In Type 1 diabetes, the beta cells are destroyed, breaking this feedback loop. Without insulin:

  • GLUT4 transporters don't move to cell membranes
  • Glucose cannot enter cells for energy
  • Cells "starve" despite high blood glucose
  • The liver continues producing glucose (unregulated gluconeogenesis)

Ketogenesis and Acidosis

When glucose is unavailable, the liver converts fatty acids to ketone bodies:

  • Acetoacetate and beta-hydroxybutyrate are strong acids
  • They dissociate, releasing H+ ions into the blood
  • Bicarbonate (HCO3-) buffers the H+, becoming depleted
  • Result: Metabolic acidosis with elevated anion gap

The respiratory system compensates by increasing ventilation (Kussmaul respirations) to blow off CO2, raising the pH.

Nursing Implications

  • Monitor: Blood glucose hourly, electrolytes (especially K+), acid-base status, urine output, neurological status
  • Interventions: IV fluid resuscitation (0.9% saline initially), insulin infusion (0.1 units/kg/hr), potassium replacement
  • Complications to watch: Hypoglycemia, hypokalemia, cerebral edema (if glucose drops too rapidly), cardiac arrhythmias
  • Patient education: Importance of insulin adherence, sick day management, ketone testing, recognizing DKA symptoms

Self-Assessment Questions

Review: Why does Sarah have normal/high serum potassium despite being in DKA?

Think about acid-base chemistry and ion exchange across cell membranes...

Answer: In acidosis, H+ ions enter cells to be buffered. To maintain electrical neutrality, K+ ions exit cells into the extracellular fluid, raising serum potassium. However, total body potassium is actually depleted due to osmotic diuresis. Once insulin treatment begins and acidosis corrects, K+ re-enters cells and serum potassium can drop dangerously low.

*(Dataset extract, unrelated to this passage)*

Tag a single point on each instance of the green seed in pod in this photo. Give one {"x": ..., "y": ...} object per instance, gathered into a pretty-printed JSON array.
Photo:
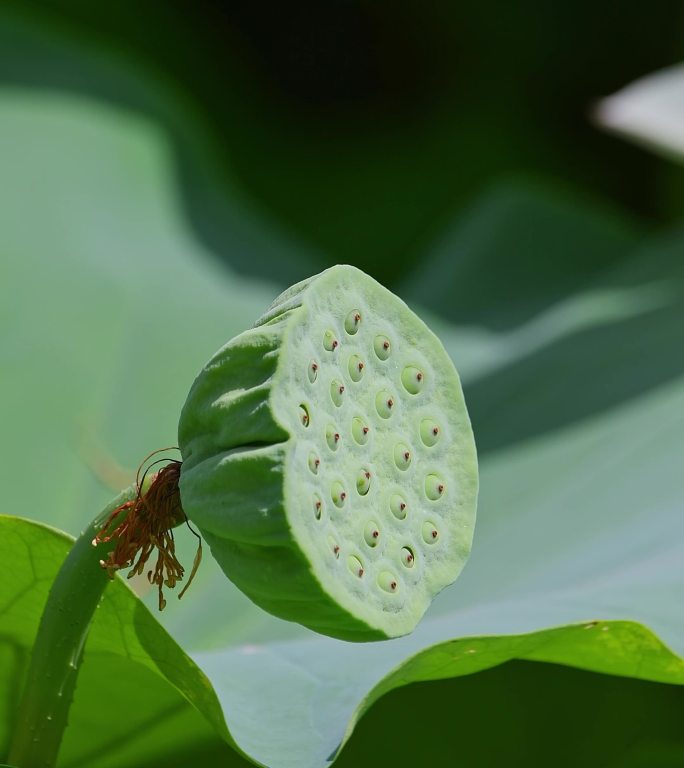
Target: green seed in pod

Apply: Explain how missing insulin doses for 3 days led to DKA.

Trace the physiological cascade from insulin deficiency to metabolic acidosis...

Answer: Without insulin → cells can't use glucose → blood glucose rises (hyperglycemia) → osmotic diuresis → dehydration. Simultaneously, cells switch to fat metabolism → ketone production → metabolic acidosis. The combination = DKA.

Analyze: Why is aggressive sodium bicarbonate administration NOT recommended in DKA?

Consider the risks of rapid pH correction...

Answer: Rapid correction of acidosis with bicarbonate can cause:
1. Paradoxical CSF acidosis (CO2 crosses blood-brain barrier faster than bicarbonate)
2. Hypokalemia (drives K+ into cells)
3. Impaired oxygen delivery (shifts oxyhemoglobin dissociation curve left)
4. Cerebral edema

Bicarbonate is only considered if pH < 6.9 and hemodynamic instability persists.